Modify the `PROJECT_ID` field to your own project ID.

In [None]:
from google.colab import auth
PROJECT_ID = "YOUR_PROJECT_ID"
auth.authenticate_user(project_id=PROJECT_ID)

## Lightning Checkpointing

The Dataflux PyTorch offers an optional implementation of PyTorch Lightning's checkpoints through implmentation of the CheckpointIO interface.

The methods that are supported are `save_checkpoint`, `load_checkpoint`, `remove_checkpoint` and `teardown`. 

First construct a DatafluxLightningCheckpoint.

Modify the `BUCKET_NAME` field to your own bucket name within the your project and `CKPT_PATH` field to the path you would like to test with.

In [None]:
from dataflux_pytorch.lightning import DatafluxLightningCheckpoint

BUCKET_NAME="YOUR_BUCKET_NAME"
dataflux_ckpt = DatafluxLightningCheckpoint(project_name=PROJECT_ID, bucket_name=BUCKET_NAME)
CKPT_PATH = "gcs://YOUR_BUCKET_NAME/demo/"

Ensure your datset, dataloader and model have been defined. This example pulls from the PyTorch demos datasets for simplicity.

In [None]:
from lightning.pytorch.demos import WikiText2, LightningTransformer
from torch.utils.data import DataLoader

dataset = WikiText2()
dataloader = DataLoader(dataset, num_workers=1)

model = LightningTransformer(vocab_size=dataset.vocab_size)

Lightning contains automatic checkpoint support through the use of callbacks. Using a `ModelCheckpoint` you can determine the settings around your checkpointing.

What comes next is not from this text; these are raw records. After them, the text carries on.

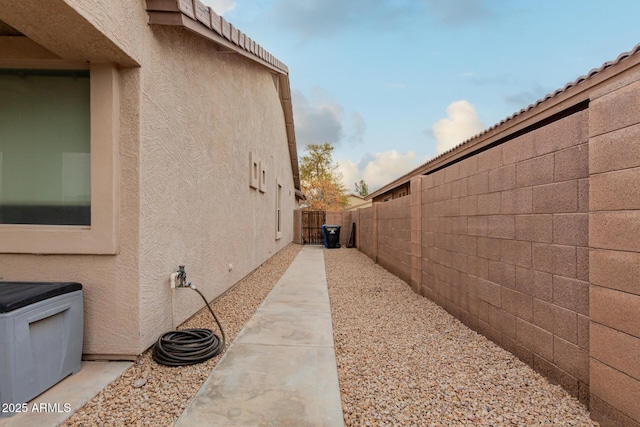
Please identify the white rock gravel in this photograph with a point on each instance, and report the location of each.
(404, 361)
(148, 394)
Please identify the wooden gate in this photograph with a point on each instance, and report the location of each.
(312, 222)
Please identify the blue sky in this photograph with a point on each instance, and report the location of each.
(392, 84)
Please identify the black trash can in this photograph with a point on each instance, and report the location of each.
(331, 234)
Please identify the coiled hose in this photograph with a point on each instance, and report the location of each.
(189, 346)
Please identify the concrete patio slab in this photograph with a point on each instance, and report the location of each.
(281, 368)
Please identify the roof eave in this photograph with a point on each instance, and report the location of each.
(202, 20)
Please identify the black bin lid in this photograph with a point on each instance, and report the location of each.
(15, 295)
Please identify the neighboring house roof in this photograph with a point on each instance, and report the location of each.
(572, 94)
(204, 21)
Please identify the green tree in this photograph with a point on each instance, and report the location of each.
(362, 188)
(320, 179)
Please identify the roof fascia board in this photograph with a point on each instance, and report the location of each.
(180, 20)
(571, 95)
(190, 15)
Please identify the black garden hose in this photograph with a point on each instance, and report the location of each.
(189, 346)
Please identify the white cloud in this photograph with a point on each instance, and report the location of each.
(319, 119)
(220, 6)
(461, 123)
(378, 169)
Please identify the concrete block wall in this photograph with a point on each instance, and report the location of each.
(505, 247)
(394, 237)
(534, 241)
(614, 238)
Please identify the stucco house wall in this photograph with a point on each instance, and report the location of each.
(183, 120)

For example, the `filename` sets the naming convention for your checkpoint files and `every_n_train_steps` sets the checkpointing frequency.

In [None]:
from lightning.pytorch.callbacks import ModelCheckpoint

checkpoint_callback = ModelCheckpoint(
    save_top_k=-1,
    every_n_train_steps=1,
    filename="checkpoint-{epoch:02d}-{step:02d}",
    enable_version_counter=True,
)

Using `trainer.fit()` will run the model and using the callbacks our checkpoints will be saved every step. Check the `CKPT_PATH` to see your checkpoints.

In [None]:
from lightning import Trainer
from lightning.pytorch.callbacks import ModelCheckpoint

trainer = Trainer(
    default_root_dir=CKPT_PATH,
    callbacks=[checkpoint_callback],
    plugins=[dataflux_ckpt],
    min_epochs=4,
    max_epochs=5,
    max_steps=3,
    accelerator="cpu",
)
trainer.fit(model, dataloader)

Using the trainer you can now save, load and remove the checkpoint manually as well.

For example you would save the checkpoint to the `CKPT_PATH` by calling `save_checkpoint`.

In [None]:
trainer.save_checkpoint(CKPT_PATH)

You can verify the method by checking your bucket to see the checkpoint saved to `CKPT_PATH`.